Explainer | 4 weaknesses in China’s economy, from local government finances to poor regulation
- Vice-Premier Liu He and central bank governor Yi Gang are among the outgoing senior officials that have reflected on major risks facing the economy
- Concerns range from the worrying state of local government finances to inadequate regulation of the financial system, including some small banks

Deteriorating local government finances, weak banks and inadequate regulation are among the main risks facing China’s economy, according to senior officials and regulators who have recently published candid assessments following the agenda-setting 20th party congress.
None of the officials have made it onto the list of the Central Committee of the Chinese Communist Party – the party’s top decision-making body – unveiled at the 20th party congress, a sign that they may step down from their roles next year.
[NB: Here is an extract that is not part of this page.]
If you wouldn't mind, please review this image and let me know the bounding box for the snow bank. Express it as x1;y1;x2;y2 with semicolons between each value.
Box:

Their views carry weight nonetheless and come amid growing concern about Beijing’s policy direction.
1. Economic volatility
Liu He, the top economic adviser to President Xi Jinping, has said China’s economy is facing “triple pressure” from shrinking demand, a supply shock, and weakening expectations.
But he has also stressed China would not engage in “flood-like” stimulus, and that the policy focus should be on avoiding economic volatility while aiming for “reasonable” growth.
“Risk factors in some areas are rising, ageing is accelerating, traditional advantages such as costs of labour are weakening, resource and environmental constraints are tightening, and scientific and technological innovation capabilities are not strong enough,” Liu said.